Details regarding how authorities came to suspect those three have not yet been released. However, it is known that the three were charged on Friday afternoon, after authorities questioned them. All three were taken to the Fulton County jail.
Neither Florence nor anyone else has yet said how the fire was started, only that the suspects were believed to have used “available materials” at the site.
On April 1, the day after the arrests, a spokeswoman for the Fulton County Sheriff’s Office said that Eleby’s bond had been set at $200,000.
2. Nobody Died or Was Injured in the Fire
Despite the choking black smoke emanating from the fire strong enough to cause a bridge collapse during the Thursday rush hour, there were no reported casualties, mainly because state troopers stopped traffic and steered cars away from the bridge minutes before it collapsed.
Fox News reports that witnesses said troopers ordered motorists to turn around before reaching the bridge, because police were worried about its structural integrity.
The fire broke out around six p.m., and the bridge collapsed an hour later. Foam trucks from Hartsfield-Jackson Airport helped to extinguish the fire.
3. Georgia’s Governor Declared A State of Emergency
As a result of the bridge collapse, Georgia Governor Nathan Deal declared a state of emergency for Fulton County, where Atlanta is located. The Macon Telegraph reports that the governor said that Georgia’s Department of Transportation is working with Georgia Emergency Management, the Department of Public Safety and the Homeland Security Agency to coordinate response efforts.
State government agencies in the Atlanta metro area delayed their Friday-morning openings until 10 a.m., and schools in nearby DeKalb County were closed for the day (though Atlanta schools stayed open).
Gov. Deal advised motorists to avoid the affected area, and promised updates on alternate routes as information became available.
4. Construction Materials Were Stored Where the Fire Started
The fire broke out beneath the collapsed I-85 bridge, in a spot where PVC pipe and other construction materials were stored. On Friday, Russell McMurray, Georgia Department of Transportation Commissioner, told WSB radio that “the storage area under the bridge was storing normal highway construction materials. The PVC material has been there for some time, probably since 2006 or 7.”
McMurray also said the GDOT started assessing the damage on Thursday before the fire was fully extinguished.
Demolition crews are still working to remove crushed concrete and related debris from the site, so investigators can look for clues regarding how coils of plastic pipe which GDOT called non-combustible could have caught on fire.

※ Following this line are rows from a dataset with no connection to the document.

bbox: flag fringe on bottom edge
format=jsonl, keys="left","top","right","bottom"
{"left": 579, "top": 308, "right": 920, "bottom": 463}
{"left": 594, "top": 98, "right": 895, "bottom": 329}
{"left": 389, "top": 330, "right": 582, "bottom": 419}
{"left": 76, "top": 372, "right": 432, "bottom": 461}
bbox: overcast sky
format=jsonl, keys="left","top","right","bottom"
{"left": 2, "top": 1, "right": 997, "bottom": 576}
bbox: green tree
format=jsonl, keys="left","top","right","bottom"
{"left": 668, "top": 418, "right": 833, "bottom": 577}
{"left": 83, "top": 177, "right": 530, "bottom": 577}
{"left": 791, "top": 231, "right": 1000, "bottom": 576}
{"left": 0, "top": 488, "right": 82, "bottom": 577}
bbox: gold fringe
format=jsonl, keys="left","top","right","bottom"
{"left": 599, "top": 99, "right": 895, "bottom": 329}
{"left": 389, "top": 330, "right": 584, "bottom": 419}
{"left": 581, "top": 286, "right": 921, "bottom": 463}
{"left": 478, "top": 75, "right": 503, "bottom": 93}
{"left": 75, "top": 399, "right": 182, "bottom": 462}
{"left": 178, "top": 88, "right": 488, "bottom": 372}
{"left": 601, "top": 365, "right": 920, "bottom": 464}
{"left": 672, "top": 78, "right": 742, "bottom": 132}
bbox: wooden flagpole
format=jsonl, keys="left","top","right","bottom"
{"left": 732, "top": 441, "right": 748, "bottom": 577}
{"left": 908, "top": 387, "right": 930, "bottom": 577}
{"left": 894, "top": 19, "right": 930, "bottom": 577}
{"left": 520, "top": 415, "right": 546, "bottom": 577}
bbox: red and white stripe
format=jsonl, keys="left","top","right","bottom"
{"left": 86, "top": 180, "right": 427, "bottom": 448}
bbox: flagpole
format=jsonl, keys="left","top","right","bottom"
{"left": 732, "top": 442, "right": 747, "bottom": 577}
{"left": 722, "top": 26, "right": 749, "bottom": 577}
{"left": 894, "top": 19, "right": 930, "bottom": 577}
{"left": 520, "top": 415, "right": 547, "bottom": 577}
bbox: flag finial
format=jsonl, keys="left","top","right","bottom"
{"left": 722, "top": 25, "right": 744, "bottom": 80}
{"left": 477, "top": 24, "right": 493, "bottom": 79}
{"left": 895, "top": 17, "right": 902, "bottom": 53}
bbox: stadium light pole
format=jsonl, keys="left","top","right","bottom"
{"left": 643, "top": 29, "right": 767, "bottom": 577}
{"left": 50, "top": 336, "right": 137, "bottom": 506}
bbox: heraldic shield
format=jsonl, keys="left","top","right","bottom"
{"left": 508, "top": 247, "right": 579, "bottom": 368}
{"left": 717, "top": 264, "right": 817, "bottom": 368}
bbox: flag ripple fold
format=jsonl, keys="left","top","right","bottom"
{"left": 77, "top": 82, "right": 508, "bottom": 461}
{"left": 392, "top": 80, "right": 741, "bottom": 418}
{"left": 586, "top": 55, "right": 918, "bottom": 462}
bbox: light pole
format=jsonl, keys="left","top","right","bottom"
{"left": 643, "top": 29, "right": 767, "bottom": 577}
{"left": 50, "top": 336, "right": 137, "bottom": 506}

5. The Bridge Collapse Will Snarl City Traffic For Months
Atlanta traffic is bad even at the best of times; in February, the transportation firm INRIX released a study saying Atlanta was the eighth-worst city for traffic in the world (and fourth-worst in the United States).

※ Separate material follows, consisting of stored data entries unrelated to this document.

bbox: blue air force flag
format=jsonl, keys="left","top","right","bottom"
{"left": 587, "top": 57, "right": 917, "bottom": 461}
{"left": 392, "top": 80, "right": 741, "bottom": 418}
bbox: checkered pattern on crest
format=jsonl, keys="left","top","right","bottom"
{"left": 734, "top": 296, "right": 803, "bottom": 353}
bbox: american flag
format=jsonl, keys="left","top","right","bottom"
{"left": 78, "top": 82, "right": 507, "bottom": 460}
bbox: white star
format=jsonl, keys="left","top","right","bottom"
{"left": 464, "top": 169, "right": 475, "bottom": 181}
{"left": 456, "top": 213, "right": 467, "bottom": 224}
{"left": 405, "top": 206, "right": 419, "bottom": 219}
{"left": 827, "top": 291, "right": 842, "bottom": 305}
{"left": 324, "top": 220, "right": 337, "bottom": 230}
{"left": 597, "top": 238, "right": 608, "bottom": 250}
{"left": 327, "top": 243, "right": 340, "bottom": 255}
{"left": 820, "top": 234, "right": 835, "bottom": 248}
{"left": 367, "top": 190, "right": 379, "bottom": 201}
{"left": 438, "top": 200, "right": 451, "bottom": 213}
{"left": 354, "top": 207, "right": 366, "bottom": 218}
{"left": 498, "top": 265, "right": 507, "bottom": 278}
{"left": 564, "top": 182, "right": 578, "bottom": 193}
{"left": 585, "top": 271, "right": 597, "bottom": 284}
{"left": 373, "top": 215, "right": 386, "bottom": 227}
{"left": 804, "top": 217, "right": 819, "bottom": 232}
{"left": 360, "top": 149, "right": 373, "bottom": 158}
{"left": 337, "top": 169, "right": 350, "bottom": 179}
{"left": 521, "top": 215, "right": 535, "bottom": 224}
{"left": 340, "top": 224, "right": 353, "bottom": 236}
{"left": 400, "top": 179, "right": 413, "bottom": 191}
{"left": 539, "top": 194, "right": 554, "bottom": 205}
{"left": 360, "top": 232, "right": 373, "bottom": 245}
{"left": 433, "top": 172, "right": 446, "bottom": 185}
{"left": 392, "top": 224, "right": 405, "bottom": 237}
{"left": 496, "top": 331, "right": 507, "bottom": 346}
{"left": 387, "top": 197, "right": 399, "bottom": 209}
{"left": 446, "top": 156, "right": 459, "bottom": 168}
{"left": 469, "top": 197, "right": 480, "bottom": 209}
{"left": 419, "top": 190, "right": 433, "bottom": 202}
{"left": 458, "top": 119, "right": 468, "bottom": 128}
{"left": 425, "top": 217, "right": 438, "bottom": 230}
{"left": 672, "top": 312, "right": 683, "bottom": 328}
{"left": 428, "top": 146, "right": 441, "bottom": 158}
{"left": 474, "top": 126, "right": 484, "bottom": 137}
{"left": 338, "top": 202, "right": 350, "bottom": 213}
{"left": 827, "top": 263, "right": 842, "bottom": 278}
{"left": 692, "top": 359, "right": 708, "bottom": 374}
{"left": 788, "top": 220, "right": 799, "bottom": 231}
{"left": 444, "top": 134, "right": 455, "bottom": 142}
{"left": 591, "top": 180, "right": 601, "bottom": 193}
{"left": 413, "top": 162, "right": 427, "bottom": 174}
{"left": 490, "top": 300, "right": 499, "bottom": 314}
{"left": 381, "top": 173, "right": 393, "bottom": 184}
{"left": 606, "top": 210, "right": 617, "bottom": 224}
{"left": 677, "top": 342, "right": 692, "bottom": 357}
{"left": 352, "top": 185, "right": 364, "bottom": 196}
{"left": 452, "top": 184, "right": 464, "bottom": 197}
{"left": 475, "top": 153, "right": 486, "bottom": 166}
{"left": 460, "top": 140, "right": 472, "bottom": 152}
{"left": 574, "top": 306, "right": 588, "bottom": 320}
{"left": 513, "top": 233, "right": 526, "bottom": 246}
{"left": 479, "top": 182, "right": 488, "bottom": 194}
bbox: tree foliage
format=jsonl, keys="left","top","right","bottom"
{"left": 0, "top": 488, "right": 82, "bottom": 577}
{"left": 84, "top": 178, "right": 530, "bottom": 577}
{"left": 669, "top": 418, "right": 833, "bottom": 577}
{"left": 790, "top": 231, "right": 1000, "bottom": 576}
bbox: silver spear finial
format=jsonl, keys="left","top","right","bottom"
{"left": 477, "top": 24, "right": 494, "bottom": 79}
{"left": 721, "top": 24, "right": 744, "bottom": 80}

Of course, that was before the I-85 bridge collapse made matters vastly worse. The timing is especially bad; the day after the bridge collapse, the Atlanta Braves played their first game in their new home of SunTrust Park, not far from the collapsed overpass. Also, many schools throughout the southeast have their scheduled spring break next week, which usually means uncounted numbers of tourists driving through Atlanta on their way to various vacation spots.
Slightly alleviating traffic pressure (at least for locals) was MARTA, Atlanta’s mass-transit system. MARTA CEO Keith Parker told the Atlanta Journal-Constitution that MARTA saw a 25 percent increase in ridership the day after the bridge collapse.